Elyria Parks and Recreation Director Frank Gustoff has not spoken about the proposal in recent months as the negotiations were ongoing. But Tuesday he spoke up about his apprehension and excitement for the future of the park.
Gustoff, who has worked for the city’s Parks and Recreation for more than 20 years and helped chart the park’s path for years, said he had mixed feelings.
“When you work your entire career to make a park look beautiful, it’s not easy to just turn it over to someone else,” he said. “But when I step back and remove what I feel in my heart I have to ask myself ,‘Will this help the citizens in Elyria?’ And the answer is yes. That is what means the most for me.”
Still, Councilman Jack Baird, D-at large, called the contract a “common sense agreement.”

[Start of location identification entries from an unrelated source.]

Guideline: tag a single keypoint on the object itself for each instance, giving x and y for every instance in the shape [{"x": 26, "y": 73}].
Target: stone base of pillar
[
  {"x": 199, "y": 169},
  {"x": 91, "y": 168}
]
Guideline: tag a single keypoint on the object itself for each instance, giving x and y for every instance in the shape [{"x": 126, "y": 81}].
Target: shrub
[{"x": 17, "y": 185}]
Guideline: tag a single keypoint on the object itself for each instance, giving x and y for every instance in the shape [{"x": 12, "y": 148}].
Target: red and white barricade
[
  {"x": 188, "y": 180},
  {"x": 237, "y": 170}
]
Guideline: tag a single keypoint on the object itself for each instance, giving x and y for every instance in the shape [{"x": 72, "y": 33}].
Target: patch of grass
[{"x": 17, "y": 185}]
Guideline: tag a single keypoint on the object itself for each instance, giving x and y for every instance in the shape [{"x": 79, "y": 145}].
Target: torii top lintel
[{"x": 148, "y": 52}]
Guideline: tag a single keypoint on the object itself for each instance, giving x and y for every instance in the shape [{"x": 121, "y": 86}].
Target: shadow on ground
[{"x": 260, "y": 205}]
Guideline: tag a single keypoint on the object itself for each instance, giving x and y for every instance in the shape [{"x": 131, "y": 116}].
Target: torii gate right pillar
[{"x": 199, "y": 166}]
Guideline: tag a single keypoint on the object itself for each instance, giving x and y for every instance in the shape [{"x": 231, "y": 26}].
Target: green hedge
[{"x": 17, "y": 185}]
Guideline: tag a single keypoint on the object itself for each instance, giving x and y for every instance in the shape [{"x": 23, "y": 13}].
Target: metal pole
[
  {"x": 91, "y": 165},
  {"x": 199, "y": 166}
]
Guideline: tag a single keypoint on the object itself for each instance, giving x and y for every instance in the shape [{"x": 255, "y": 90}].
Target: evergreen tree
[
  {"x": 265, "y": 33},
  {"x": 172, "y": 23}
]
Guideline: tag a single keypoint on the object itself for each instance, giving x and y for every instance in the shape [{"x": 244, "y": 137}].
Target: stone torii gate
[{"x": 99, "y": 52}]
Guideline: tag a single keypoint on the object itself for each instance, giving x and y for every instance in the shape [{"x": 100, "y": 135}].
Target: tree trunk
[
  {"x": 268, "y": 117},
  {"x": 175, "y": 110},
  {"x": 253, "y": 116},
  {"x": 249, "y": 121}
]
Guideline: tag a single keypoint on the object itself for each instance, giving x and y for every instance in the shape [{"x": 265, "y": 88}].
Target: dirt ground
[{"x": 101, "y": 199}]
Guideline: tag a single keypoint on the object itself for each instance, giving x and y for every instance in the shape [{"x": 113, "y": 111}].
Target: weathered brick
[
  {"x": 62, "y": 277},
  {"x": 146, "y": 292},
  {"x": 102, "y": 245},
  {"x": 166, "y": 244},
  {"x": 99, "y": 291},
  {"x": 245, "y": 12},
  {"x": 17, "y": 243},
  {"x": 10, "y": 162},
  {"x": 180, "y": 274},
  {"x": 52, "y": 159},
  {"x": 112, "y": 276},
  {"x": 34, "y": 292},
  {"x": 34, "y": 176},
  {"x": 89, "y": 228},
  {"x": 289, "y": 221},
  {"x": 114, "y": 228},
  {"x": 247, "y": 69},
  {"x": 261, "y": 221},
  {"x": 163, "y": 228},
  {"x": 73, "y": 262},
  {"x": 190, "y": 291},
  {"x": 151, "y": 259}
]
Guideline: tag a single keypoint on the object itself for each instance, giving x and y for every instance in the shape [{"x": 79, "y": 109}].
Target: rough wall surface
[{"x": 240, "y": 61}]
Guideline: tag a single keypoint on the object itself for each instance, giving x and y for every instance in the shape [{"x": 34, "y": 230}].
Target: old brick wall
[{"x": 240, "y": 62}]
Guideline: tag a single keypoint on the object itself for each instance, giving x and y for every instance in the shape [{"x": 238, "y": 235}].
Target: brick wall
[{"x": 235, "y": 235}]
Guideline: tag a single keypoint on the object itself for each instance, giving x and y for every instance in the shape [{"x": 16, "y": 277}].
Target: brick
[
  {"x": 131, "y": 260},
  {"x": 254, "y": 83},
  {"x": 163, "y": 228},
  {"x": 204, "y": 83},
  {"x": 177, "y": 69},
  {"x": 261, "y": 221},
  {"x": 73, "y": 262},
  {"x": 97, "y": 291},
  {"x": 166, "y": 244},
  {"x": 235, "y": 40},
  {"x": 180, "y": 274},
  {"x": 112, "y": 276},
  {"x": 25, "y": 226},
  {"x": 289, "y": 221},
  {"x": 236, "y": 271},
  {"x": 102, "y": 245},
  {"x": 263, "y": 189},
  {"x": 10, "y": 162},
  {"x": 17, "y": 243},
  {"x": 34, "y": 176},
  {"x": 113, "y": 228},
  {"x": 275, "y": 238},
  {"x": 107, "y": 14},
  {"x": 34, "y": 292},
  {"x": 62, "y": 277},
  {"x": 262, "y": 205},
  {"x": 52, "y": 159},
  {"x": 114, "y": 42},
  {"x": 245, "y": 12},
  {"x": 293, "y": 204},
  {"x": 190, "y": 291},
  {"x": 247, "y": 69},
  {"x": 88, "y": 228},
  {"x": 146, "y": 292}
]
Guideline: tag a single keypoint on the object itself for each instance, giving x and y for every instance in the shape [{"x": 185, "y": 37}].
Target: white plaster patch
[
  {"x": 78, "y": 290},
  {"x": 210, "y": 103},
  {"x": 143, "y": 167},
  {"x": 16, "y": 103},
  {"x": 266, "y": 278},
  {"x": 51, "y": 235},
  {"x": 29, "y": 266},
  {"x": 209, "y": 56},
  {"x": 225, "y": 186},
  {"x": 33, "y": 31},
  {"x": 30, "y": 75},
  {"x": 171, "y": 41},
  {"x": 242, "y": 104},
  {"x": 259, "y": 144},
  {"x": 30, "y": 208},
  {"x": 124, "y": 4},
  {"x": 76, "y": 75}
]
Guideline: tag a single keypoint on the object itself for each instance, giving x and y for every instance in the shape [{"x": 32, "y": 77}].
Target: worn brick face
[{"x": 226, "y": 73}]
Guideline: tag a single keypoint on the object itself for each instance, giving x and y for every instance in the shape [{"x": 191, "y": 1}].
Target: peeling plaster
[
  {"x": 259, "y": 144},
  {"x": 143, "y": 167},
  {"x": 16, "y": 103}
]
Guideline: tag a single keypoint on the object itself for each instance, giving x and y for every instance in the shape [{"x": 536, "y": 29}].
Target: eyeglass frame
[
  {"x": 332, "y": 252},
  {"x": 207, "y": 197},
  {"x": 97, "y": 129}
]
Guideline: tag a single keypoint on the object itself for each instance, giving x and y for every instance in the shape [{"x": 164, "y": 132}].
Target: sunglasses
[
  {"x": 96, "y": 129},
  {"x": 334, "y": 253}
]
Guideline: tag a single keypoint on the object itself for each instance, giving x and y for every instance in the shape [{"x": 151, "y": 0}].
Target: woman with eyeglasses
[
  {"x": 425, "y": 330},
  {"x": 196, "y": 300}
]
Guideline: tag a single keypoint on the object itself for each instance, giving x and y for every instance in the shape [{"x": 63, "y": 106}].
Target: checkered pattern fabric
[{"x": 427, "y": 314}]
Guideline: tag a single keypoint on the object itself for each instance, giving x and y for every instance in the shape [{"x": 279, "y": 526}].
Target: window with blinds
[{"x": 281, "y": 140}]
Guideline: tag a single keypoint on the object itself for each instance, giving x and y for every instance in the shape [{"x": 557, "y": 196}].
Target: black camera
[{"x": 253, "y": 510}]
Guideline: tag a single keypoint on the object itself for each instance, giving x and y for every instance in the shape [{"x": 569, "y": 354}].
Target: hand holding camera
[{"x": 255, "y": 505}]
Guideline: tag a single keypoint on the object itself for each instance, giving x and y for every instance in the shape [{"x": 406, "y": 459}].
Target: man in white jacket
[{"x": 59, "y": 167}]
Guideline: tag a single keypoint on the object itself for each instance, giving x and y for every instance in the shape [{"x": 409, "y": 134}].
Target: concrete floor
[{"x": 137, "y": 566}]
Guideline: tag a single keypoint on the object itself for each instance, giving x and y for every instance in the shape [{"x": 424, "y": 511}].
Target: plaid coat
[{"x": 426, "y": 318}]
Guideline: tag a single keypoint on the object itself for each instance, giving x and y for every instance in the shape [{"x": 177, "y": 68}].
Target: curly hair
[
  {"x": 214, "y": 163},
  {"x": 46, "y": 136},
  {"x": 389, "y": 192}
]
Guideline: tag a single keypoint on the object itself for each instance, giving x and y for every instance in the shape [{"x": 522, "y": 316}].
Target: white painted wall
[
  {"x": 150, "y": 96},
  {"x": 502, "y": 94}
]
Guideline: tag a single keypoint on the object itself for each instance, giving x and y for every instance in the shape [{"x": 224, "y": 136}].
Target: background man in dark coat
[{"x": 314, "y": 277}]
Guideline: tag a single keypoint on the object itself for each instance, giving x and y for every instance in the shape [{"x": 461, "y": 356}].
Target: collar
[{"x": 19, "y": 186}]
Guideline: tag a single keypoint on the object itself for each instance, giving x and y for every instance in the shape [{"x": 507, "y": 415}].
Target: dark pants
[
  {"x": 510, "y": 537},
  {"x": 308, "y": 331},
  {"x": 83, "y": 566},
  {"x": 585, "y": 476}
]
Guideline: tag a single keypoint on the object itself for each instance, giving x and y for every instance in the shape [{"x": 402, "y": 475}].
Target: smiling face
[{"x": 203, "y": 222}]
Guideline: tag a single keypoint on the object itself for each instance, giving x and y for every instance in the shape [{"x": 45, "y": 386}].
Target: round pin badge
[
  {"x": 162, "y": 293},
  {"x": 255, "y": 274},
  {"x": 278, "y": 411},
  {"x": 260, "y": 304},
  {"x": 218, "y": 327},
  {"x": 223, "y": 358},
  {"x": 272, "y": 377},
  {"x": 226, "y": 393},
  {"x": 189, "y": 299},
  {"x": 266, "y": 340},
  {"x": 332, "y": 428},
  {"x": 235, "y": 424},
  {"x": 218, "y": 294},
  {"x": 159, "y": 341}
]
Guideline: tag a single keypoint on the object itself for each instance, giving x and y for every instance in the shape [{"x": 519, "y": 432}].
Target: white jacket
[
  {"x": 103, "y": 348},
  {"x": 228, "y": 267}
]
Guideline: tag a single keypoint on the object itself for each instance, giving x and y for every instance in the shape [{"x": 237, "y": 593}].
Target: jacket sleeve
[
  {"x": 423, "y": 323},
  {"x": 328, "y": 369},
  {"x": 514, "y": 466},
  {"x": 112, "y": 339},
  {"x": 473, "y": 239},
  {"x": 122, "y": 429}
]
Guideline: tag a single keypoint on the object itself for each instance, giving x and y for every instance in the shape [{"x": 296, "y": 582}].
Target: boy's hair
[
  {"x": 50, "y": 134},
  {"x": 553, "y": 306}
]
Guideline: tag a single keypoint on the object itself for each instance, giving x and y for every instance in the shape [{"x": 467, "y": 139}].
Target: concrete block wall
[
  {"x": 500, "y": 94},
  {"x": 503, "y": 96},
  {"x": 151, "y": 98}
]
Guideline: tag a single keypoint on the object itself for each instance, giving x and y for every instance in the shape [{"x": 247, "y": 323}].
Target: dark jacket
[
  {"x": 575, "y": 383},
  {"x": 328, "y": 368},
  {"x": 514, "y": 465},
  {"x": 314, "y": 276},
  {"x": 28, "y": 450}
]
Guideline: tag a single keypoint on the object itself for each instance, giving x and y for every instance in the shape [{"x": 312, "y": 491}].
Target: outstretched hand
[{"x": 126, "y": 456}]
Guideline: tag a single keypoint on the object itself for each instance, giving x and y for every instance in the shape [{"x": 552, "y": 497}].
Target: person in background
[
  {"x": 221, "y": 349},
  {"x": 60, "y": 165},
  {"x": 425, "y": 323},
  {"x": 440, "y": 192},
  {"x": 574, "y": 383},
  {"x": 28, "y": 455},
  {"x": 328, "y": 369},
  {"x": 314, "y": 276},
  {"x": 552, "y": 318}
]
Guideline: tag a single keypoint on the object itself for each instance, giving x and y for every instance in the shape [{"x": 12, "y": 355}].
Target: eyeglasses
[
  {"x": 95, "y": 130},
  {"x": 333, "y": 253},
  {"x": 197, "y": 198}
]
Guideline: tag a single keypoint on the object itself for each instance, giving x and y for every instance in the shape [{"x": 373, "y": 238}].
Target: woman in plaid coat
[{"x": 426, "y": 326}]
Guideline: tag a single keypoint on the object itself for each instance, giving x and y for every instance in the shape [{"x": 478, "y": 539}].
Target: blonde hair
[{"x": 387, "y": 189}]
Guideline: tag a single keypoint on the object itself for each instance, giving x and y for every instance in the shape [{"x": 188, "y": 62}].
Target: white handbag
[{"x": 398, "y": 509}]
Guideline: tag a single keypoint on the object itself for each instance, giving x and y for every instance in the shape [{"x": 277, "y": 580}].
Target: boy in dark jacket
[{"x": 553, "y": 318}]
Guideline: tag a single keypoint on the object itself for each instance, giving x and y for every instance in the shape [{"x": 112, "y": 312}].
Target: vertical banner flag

“We came up with a reasonable agreement that will work well for the city,” he said.
Under the proposal, the city would provide trash collection, water, sewage and electric services to the park, waive all building and permit fees associated with the park, provide law enforcement services and complete various improvement projects. The city would also aid in fundraising for park improvements.
In exchange, Metro Parks would develop a master plan, handle park and facility improvements, write grant applications for the park and handle park programming.